No co-author has reported possible conflicts of interest, other sources of financial support, corporate involvement or patent holdings that are relevant to this work. Dr Edgren had full access to all the data in the study and takes responsibility for the integrity of the data and the accuracy of the data analysis.
This study was funded by the National Heart, Lung, and Blood Institute of the U.S. National Institutes of Health (N01-HB-47174). The creation of the SCANDAT database was funded by the National Heart, Lung, and Blood Institute and the National Cancer Institute of the US National Institutes of Health (N01-CP-21175). Dr Edgren has received funding through a post-doctoral stipend from Svenska Sällskapet för Medicinsk Forskning (SSMF). Drs Kamper-Jørgensen and Hjalgrim have received funding from the Danish Medical Research Council (271-08-0831). Dr. Murphy has received a career development award (K24-HL-75036) from the U.S. National Heart, Lung and Blood Institute. The funding organization did not participate in the design and conduct of the study; collection, management, analysis, and interpretation of the data; and preparation, review, or approval of the manuscript.
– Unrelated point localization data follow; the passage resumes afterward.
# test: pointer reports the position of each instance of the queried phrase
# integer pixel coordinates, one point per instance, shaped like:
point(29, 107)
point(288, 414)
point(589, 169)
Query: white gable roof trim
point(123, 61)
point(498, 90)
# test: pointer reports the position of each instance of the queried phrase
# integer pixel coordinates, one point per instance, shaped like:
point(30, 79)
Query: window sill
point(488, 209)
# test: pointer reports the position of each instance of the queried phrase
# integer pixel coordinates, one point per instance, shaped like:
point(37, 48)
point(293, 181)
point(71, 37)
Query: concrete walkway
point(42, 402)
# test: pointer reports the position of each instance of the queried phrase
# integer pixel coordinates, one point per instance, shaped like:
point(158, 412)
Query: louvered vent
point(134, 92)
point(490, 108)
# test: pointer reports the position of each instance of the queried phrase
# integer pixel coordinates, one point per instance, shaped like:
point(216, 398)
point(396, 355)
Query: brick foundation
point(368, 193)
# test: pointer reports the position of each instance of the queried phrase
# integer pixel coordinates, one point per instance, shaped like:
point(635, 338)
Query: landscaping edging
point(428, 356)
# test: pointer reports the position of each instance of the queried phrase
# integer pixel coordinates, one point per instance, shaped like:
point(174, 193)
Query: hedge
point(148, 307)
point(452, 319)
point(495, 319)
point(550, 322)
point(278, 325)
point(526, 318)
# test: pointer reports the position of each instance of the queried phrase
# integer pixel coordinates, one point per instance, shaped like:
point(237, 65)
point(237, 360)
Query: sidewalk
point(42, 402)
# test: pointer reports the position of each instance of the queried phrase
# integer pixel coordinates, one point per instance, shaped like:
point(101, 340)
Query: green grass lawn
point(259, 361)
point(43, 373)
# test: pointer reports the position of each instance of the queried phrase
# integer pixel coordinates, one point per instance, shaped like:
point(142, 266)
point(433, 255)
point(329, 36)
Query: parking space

Conflicts of interest: We declare no conflicts of interest
Author Contributions: Gustaf Edgren obtained funding, contributed to the study design, data procurement, data management, data analysis, data interpretation, and drafting, revision, and final approval of the manuscript. Mads Kamper-Jørgensen contributed to the study design, data management, data interpretation and writing of the manuscript. Sandra Eloranta contributed to the study design, performed the statistical analyses and participated in the revision of the manuscript. Klaus Rostgaard contributed to the study design, data procurement, data management, data interpretation, and drafting of the manuscript. Brian Custer contributed to the study design, interpretation of data and with the drafting of the manuscript. Henrik Ullum contributed to the data procurement, data interpretation, and drafting of the manuscript. Edward Murphy obtained funding and contributed to the study design, interpretation of data as well as with the drafting of the manuscript. Michael Busch obtained funding and contributed to the study design, interpretation of data as well as with the drafting of the manuscript. Marie Reilly contributed to the data procurement, data interpretation, and drafting and review of the manuscript. Mads Melbye participated in the procurement of data, data interpretation and revision as well as final approval of the manuscript. Henrik Hjalgrim participated in the procurement of data, contributed to the study design, data management, data interpretation and revision as well as final approval of the manuscript. Olof Nyrén contributed to the study design and participated in the procurement of data, data interpretation and revision as well as final approval of the manuscript.